Lead: Dr Caroline Salom

Term: 2019 - 2021

Australia is experiencing rising trends in the number and rate of drug-induced deaths[1]. Three people die every day from opioid-related use and over 110,000 Australians are currently struggling with opioid dependence[2], with many of these deaths caused by prescribed opioid medications. Trend analyses by ISSR researchers show that drug-related deaths have increased significantly over the past decade in Western Australia, New South Wales, Victoria and Queensland. 
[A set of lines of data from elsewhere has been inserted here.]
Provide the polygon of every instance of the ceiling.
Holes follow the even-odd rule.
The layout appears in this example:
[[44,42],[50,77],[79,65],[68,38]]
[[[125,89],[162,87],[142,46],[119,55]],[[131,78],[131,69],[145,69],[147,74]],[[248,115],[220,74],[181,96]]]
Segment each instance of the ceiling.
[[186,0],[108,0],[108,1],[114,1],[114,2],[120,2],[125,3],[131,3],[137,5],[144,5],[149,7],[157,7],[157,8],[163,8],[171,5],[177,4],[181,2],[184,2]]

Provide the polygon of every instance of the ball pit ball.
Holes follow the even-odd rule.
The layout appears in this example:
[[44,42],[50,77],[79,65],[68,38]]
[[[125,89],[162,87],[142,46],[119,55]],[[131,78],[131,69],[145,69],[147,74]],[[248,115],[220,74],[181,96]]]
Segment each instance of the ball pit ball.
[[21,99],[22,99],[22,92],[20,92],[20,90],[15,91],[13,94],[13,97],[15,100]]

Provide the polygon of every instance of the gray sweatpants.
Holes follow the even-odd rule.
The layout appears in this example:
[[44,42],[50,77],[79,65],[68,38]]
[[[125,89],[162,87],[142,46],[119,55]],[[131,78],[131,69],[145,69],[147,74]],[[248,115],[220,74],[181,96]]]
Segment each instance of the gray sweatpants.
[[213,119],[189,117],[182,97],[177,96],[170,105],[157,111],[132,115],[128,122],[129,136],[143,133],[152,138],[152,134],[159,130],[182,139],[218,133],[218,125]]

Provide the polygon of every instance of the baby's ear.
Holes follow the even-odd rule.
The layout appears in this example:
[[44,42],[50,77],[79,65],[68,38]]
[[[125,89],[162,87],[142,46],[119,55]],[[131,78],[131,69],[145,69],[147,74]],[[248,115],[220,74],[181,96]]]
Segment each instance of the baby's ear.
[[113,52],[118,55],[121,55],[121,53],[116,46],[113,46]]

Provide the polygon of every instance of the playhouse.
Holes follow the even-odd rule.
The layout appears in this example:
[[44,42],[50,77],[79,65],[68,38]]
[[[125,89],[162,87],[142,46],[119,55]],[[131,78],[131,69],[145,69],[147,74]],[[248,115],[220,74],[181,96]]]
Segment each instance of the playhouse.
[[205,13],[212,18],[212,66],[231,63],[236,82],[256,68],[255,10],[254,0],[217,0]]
Naloxone is a lifesaving drug that can temporarily reverse the effects of an opioid overdose or adverse reaction. It is widely used by paramedics and emergency department staff, and is now on the Pharmaceutical Benefit Scheme and available over the counter at pharmacies without a prescription. However, awareness and uptake of this potentially life-saving drug is not high among people at risk, who include those on prescribed opioid medications as well as people who use illicit drugs or among their families. In an attempt to address this issue the Australian Government is investing $10 million in the take home naloxone pilot program to make naloxone available for free through a broad range of services to people who may experience, or witness, an opioid overdose and they have commissioned ISSR to evaluate this pilot program. 

The pilot was launched in December 2019 and is running in SA, WA and NSW, with access sites including community and hospital-based pharmacies, alcohol and drug treatment centres, needle and syringe programs, pain clinics, custodial release programs and GP clinics.  
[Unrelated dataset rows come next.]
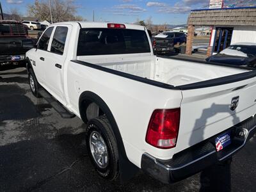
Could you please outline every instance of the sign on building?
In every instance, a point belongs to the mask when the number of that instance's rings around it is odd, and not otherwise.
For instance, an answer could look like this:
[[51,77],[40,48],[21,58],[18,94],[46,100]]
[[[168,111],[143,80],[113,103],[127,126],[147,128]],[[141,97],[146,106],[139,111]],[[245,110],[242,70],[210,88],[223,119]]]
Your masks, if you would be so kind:
[[210,0],[210,9],[223,8],[223,0]]

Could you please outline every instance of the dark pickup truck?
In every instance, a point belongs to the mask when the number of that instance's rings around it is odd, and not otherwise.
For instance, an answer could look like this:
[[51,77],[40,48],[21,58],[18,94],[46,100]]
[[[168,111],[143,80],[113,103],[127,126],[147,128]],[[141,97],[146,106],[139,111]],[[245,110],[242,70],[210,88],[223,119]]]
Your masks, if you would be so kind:
[[0,20],[0,68],[4,66],[25,66],[25,53],[35,40],[28,36],[20,22]]
[[181,32],[165,31],[154,37],[153,49],[156,54],[168,53],[173,50],[173,45],[186,43],[186,34]]

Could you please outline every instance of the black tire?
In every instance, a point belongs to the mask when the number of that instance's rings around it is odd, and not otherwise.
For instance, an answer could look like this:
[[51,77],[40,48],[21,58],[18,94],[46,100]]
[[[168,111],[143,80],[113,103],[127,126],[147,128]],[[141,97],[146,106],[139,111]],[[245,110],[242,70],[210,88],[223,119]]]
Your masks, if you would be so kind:
[[[33,81],[34,82],[35,88],[32,87],[30,78],[33,79]],[[38,82],[37,82],[36,76],[31,68],[29,68],[28,70],[28,82],[29,84],[30,90],[31,90],[33,95],[34,95],[34,96],[36,97],[36,98],[42,97],[38,93],[38,88],[40,87],[40,84]]]
[[[102,168],[95,160],[91,150],[90,140],[91,134],[93,132],[99,132],[107,147],[108,162],[106,167]],[[91,161],[95,168],[96,171],[102,177],[113,180],[116,179],[119,175],[118,153],[116,141],[111,131],[111,126],[105,115],[93,118],[88,122],[86,129],[86,147]]]

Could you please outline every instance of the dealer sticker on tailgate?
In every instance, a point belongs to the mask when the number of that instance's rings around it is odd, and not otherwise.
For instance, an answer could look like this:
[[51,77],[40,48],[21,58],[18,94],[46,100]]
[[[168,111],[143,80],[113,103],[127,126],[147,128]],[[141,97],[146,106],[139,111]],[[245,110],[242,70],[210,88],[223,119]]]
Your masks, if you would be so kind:
[[220,151],[231,143],[230,132],[226,132],[218,136],[215,140],[216,150]]

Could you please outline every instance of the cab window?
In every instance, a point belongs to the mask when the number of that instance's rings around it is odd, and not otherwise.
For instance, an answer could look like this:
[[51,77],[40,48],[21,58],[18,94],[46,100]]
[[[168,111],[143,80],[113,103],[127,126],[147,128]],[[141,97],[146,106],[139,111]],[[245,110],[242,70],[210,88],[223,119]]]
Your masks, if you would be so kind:
[[52,34],[53,27],[48,28],[44,33],[38,42],[38,49],[47,51],[49,41]]
[[59,54],[63,54],[67,33],[67,27],[56,28],[51,45],[51,52]]

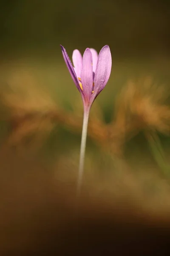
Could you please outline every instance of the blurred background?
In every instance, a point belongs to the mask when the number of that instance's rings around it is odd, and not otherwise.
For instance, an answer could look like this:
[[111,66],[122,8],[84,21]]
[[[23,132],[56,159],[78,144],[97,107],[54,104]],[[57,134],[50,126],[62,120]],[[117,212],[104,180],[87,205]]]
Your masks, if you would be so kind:
[[71,58],[105,44],[112,56],[90,113],[82,212],[167,225],[170,22],[168,0],[1,1],[1,255],[41,247],[74,211],[83,107],[60,44]]

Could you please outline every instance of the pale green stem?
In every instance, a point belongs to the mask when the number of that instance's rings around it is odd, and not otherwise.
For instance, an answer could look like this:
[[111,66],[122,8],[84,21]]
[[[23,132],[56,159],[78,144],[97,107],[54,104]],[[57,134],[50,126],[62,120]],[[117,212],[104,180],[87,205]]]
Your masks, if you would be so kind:
[[83,123],[82,134],[82,140],[81,142],[80,153],[79,158],[79,169],[77,181],[77,196],[79,195],[82,184],[82,177],[84,171],[84,163],[85,160],[85,146],[86,145],[87,134],[88,131],[89,109],[85,108],[84,109]]

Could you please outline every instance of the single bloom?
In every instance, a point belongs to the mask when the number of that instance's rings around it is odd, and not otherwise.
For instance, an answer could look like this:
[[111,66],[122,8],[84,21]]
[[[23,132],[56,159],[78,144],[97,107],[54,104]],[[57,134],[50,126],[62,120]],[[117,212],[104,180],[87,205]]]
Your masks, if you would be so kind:
[[81,93],[84,107],[90,108],[105,87],[110,74],[112,58],[109,47],[103,47],[99,55],[96,50],[88,48],[82,57],[78,50],[74,50],[72,55],[73,66],[65,49],[60,46],[68,69]]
Our team, led by Dr Caroline Salom and in partnership with the National Drug and Alcohol Research Centre at the University of New South Wales, is applying a syndemics approach to this evaluation to examine the complex social, environmental and health issues that affect naloxone uptake in different groups of people. Drawing from their experience delivering the national Drug Trends research program, they will use existing administrative and research data to identify trends in opioid overdoses and collect new data from consumers and others involved in the pilot over a 14-month period. This will provide cross-state, service level and individual perspectives and experiences of the pilot; and the lessons learned will inform a prospective national roll-out.

“This pilot is important as it aims to remove the barriers of cost and availability so that a broad range of people at risk – particularly people who might not consider themselves at risk, like those on medications for chronic pain – can access naloxone and potentially save lives. Assessing the different ways each State is delivering the pilot will give us great perspective on what would be important for a national roll-out, and working with our interstate partners gives us access to a deep field of expertise in this area” - Dr Caroline Salom.

This evaluation program is well-aligned to our research expertise, where our team of multidisciplinary researchers are committed to understanding how people use drugs (both licit and illicit) in Australia and informing the most effective strategies to minimise health and social harms. This take home naloxone pilot program is an important intervention for people who are at risk of an opioid overdose as well as families and communities.

The team has developed an evaluation framework after extensive consultation with participating States and field evaluation activities commenced in January 2020.

[1] Man, N., et al., Trends in drug-induced deaths in Australia, 1997-2018. 2019, National Drug and Alcohol Research Centre, UNSW: Sydney. p. 1-14.

[2] About the take home naloxone pilot. Department of Health, 2019.